The chairman of the Foreign Affairs Committee in the House, Michael McCaul, is vowing that he “will not allow” President Biden to normalize relations with the Taliban in Afghanistan. Good luck, we say. The administration, our Benny Avni reports, claims the Taliban is fulfilling its agreements to fight terrorists in Afghanistan. That’s got to be one of the least credible statements ever to emerge from an American administration.
It happens that the evening before Mr. Avni’s column, a group of Sun staffers gathered for a showing of Rory Kennedy’s magnificent documentary called “Last Days in Vietnam.” It’s about the desperate struggle during the several days leading up to the Communist conquest of Free Vietnam to help as many as possible of the Vietnamese who had worked with us during the war to escape before the communists swept into the capital city of Saigon.
As the countdown neared, in April 1975, there was a last-ditch effort by President Ford and Secretary Kissinger to get Congress to appropriate $722 million dollars to rescue both Americans and Vietnamese. It turns out that in the Senate three Democrats voted against appropriating more funds even to rescue Americans. Right there among them, in his first term in the Senate, was none other than Joseph Robinette Biden.
We’d marked this in our editorial “Joe Biden in Vietnam.” It offered some context to Mr. Biden’s current efforts to woo the Vietnamese Communists against Red China. Mr. Biden washed his hands of our expedition in Iraq, too. Americans got a glimpse of that in the 2008 vice presidential debate. As Mr. Biden jabbed the lectern with his forefinger and said, “We will end this war,” the GOP nominee, Sarah Palin, chirped “Your plan is a white flag of surrender.”
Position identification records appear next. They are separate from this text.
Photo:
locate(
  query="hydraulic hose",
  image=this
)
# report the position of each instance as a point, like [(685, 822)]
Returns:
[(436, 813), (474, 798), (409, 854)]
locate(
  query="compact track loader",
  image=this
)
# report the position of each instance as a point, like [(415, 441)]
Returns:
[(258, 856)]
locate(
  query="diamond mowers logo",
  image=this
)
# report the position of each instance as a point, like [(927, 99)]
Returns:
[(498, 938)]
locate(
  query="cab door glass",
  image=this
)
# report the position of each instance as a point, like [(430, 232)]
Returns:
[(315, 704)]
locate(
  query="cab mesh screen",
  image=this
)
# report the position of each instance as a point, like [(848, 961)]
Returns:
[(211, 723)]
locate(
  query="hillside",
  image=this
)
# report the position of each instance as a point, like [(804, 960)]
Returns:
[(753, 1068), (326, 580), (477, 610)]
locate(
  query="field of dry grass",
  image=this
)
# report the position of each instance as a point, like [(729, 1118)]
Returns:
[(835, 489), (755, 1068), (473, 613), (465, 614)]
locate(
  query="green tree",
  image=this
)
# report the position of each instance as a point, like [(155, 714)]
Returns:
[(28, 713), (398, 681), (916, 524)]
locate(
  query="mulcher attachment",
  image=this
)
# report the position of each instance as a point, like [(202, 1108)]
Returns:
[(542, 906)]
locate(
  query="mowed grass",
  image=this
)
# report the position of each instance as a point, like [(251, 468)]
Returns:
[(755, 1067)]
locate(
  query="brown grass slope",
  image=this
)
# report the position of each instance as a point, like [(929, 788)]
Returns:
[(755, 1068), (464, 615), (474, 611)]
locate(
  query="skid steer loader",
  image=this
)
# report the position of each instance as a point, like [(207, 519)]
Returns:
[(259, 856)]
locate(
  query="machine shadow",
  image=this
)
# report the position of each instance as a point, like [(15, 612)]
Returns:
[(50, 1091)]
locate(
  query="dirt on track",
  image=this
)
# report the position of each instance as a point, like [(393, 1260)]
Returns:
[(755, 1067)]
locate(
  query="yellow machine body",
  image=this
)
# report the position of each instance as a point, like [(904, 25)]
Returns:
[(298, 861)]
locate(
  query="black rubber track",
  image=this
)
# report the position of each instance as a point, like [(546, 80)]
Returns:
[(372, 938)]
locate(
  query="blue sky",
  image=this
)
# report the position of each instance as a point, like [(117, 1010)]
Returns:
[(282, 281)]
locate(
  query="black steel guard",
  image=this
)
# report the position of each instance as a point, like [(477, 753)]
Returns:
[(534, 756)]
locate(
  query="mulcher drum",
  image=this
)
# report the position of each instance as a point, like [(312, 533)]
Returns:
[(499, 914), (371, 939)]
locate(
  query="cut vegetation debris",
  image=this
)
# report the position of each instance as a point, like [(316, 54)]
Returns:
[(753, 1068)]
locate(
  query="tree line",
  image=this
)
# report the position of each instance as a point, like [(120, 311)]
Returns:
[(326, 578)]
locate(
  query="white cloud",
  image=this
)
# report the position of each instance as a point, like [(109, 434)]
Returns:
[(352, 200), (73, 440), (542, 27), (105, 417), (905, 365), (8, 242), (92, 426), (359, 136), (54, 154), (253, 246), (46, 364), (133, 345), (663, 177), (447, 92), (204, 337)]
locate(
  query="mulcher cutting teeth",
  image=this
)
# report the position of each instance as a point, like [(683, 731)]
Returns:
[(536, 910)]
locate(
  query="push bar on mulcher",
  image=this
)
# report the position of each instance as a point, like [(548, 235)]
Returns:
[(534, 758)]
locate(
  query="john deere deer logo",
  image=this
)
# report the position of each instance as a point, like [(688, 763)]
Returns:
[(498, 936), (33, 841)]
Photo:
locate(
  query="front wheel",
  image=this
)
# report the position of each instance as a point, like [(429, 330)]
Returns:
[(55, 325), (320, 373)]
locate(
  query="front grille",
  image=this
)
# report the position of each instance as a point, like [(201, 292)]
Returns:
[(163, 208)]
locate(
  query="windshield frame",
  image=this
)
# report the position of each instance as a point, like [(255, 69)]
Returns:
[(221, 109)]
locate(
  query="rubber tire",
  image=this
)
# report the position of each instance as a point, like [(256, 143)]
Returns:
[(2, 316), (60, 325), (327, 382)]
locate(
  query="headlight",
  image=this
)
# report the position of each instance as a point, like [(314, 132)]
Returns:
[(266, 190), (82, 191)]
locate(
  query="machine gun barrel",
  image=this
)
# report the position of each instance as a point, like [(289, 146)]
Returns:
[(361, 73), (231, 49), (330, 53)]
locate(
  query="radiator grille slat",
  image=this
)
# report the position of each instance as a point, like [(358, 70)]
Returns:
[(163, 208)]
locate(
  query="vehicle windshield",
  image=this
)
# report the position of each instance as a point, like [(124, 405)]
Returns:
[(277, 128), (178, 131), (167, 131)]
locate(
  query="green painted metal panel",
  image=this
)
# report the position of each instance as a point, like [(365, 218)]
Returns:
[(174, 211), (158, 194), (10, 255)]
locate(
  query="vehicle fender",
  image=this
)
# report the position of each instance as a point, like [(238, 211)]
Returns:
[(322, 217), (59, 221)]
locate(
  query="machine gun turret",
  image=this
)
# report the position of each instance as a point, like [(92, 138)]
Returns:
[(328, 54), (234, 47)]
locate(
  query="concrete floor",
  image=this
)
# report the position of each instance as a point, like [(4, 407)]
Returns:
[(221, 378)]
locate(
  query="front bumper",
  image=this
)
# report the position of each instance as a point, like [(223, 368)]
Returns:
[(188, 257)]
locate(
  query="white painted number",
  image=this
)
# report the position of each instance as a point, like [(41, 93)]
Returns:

Fool me once, it’s said, shame on you. Fool me twice, the saying adds, shame on me. In respect of Afghanistan, Mr. Biden is trying to fool his countrymen three times. His instinct for abandonment, appeasement, and surrender can be traced in a long line from Vietnam through Iraq to Afghanistan. With Russia, Communist China, and Iran menacing Ukraine, Israel, and Free China, among other allies, this will be an issue in the 2024 election.
At last week’s hearing in Mr. McCaul’s committee, Mr. Avni reports, administration officials argued that Taliban-ruled Afghanistan should be exempt from any authority to use military force we give to the president. Why should we be curbing that authority to act in Afghanistan or anywhere else? America is not the cause of the trouble. It’s dishonest for the administration to argue that the Taliban is meeting its obligations in respect of counterterrorism.
We get that the Taliban regime now in control of Afghanistan is “working to defeat ISIS-K.” Mr. Avni notes that the Khorasan province’s offshoot of the Islamic State operates in Afghanistan, Pakistan, Tajikistan, and Uzbekistan, and is considered a rival of other Sunni Islamist militants. As such, the Taliban may be fighting that one terrorist group. Mr. McCaul’s point is that they’re doing so on behalf of other terrorists.
“The Taliban is working with their allies Al Qaeda to defeat their shared enemy, ISIS-K, as part of an internal struggle for power that has been going on since 2014,” Mr. McCaul is quoted by Mr. Avni as saying. Yet, the congressman notes, “the Taliban have never cut ties with Al Qaeda.” That’s who attacked us on 9/11. “If the Taliban were truly upholding their counterterrorism obligations,” Mr. McCaul adds, “they would work to defeat Al Qaeda.”
It is important to reckon with all this as we go into next year’s election. And to comprehend Mr. Biden’s long campaign of appeasement. He didn’t want, in respect of Vietnam, to fund even the rescue of our own countrymen trapped there. In the crucial days in Iraq, he waved the white flag of surrender. Now he wants to cut off the authority for our forces to respond to the Taliban. What can those countries betting on us make of Mr. Biden?